# New member in Houston TX



## blueeye (Sep 12, 2012)

Welcome. Sweet boat!


----------



## AZ_squid (Mar 14, 2018)

Welcome, and trust me there's plenty to get hooked on here in TX up shallow.


----------



## Sublime (Oct 9, 2015)

Heck yeah. Welcome.


----------



## Sublime (Oct 9, 2015)

johnardill said:


> Hi everyone.....I recently moved from bay boats to a microskiff in order to access better fishing along the gulf coast. Thanks to #stevie for passing along his Chittum 18, known as the race boat, which was built for the skiff challenge a few years ago.
> 
> The plan is to get my 9 yo son Gregor hooked on sight fishing, *or as close to this as we can achieve in Texas*. I’m looking forward to meeting a few of the local microskiffer’s.
> 
> john


Easily achieved. Although I would say definitively that the grass beds in my area were much healthier 10 years ago.


----------



## Zika (Aug 6, 2015)

Welcome. That's a good way to make a first impression.  Have fun exploring with your son.


----------



## jay.bush1434 (Dec 27, 2014)

Welcome to the area. Were you out last Monday around West Bay? We saw a Chittum in the ICW near Tiki as were running into West bay.


----------



## johnardill (Nov 14, 2020)

jay.bush1434 said:


> Welcome to the area.

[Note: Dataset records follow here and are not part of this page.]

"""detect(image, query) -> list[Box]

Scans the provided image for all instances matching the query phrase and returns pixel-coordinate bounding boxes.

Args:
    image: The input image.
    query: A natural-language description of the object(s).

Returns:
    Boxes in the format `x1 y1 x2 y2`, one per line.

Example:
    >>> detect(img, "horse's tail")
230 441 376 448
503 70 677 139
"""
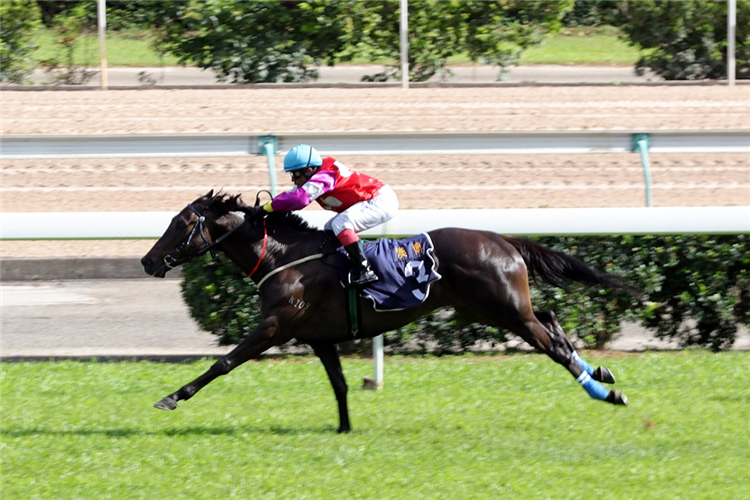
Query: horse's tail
501 235 639 296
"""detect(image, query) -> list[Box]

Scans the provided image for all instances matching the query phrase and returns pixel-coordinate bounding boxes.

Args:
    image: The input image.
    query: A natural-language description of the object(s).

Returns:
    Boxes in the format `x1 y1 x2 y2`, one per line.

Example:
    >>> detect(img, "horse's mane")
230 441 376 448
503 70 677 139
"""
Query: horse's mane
210 192 320 234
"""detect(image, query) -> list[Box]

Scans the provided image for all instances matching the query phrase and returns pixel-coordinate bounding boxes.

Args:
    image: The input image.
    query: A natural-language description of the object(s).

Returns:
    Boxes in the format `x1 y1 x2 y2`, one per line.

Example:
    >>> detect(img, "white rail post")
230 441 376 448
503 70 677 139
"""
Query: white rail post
364 335 385 390
400 0 409 90
728 0 736 86
373 334 384 388
97 0 108 90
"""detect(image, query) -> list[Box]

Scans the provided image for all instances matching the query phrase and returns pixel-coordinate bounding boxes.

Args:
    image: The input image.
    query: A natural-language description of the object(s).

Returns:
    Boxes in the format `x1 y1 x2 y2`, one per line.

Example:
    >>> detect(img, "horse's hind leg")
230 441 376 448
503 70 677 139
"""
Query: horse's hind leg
441 237 627 406
534 310 616 384
460 295 627 405
512 314 628 405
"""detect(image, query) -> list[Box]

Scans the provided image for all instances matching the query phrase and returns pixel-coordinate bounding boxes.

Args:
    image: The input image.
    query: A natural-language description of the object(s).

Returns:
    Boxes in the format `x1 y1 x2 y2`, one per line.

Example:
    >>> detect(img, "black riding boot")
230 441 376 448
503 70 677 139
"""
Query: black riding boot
343 241 378 286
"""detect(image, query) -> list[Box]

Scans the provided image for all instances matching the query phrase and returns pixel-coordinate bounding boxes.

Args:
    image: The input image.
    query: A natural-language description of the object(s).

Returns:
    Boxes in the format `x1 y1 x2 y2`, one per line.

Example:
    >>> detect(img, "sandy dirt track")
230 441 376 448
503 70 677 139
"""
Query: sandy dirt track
1 86 748 258
2 86 750 134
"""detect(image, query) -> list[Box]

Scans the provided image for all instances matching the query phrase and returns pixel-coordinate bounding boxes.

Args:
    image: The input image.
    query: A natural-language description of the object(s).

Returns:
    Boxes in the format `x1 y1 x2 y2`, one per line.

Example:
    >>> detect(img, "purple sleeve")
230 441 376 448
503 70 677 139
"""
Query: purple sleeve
270 187 312 212
270 171 336 212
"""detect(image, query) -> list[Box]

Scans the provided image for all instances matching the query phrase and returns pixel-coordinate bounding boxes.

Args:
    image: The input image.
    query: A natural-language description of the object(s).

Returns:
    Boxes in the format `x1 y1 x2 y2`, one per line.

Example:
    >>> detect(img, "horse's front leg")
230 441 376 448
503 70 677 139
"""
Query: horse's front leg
309 341 350 433
154 315 286 411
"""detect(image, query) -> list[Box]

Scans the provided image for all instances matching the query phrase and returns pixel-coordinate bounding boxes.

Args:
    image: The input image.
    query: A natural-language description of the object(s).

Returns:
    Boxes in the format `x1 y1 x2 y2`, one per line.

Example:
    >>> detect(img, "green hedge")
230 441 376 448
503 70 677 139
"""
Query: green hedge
181 234 749 353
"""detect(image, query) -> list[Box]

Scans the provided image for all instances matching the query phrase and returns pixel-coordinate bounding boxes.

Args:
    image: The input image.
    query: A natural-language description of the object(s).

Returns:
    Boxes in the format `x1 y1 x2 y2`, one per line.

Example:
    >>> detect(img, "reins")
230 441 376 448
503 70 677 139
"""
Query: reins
247 218 268 280
195 216 246 259
249 216 328 289
167 192 331 289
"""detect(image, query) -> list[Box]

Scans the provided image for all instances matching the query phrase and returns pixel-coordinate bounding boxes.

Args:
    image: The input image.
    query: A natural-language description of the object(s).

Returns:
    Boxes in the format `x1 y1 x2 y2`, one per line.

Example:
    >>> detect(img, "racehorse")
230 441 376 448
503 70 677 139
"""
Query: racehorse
142 191 636 433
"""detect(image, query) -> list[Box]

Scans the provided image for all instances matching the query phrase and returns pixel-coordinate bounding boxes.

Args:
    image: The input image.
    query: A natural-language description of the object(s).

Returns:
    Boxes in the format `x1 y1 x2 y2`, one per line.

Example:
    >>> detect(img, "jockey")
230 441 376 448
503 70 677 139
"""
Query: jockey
260 144 398 286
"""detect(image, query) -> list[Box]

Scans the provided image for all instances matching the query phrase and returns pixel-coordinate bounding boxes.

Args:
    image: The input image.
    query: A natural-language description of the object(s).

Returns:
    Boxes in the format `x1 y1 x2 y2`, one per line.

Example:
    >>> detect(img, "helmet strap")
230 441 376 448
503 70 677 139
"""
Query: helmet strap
304 166 319 181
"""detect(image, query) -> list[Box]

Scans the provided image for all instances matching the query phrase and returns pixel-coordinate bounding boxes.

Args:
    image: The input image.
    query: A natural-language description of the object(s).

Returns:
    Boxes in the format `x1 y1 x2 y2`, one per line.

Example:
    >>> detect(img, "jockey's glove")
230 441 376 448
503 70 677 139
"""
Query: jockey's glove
246 206 267 220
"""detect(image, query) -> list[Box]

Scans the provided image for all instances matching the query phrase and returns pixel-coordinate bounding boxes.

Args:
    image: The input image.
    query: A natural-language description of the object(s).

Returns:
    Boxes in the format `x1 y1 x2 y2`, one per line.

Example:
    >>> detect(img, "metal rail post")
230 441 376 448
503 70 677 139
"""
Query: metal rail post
258 136 278 196
633 133 653 207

Were you out last Monday around West Bay? We saw a Chittum in the ICW near Tiki as were running into West bay.


Not me last week Jay, the Chittum comes from FL next week. I’ve run the ICW past Tiki plenty of times in an SCB but don’t have the need to be running at 80mph. BTW....thanks for the Stiffy Guide pole. Looking forward to meeting you.


----------



## Stevie (Jun 27, 2017)

Welcome John! Enjoy the Race Boat!


----------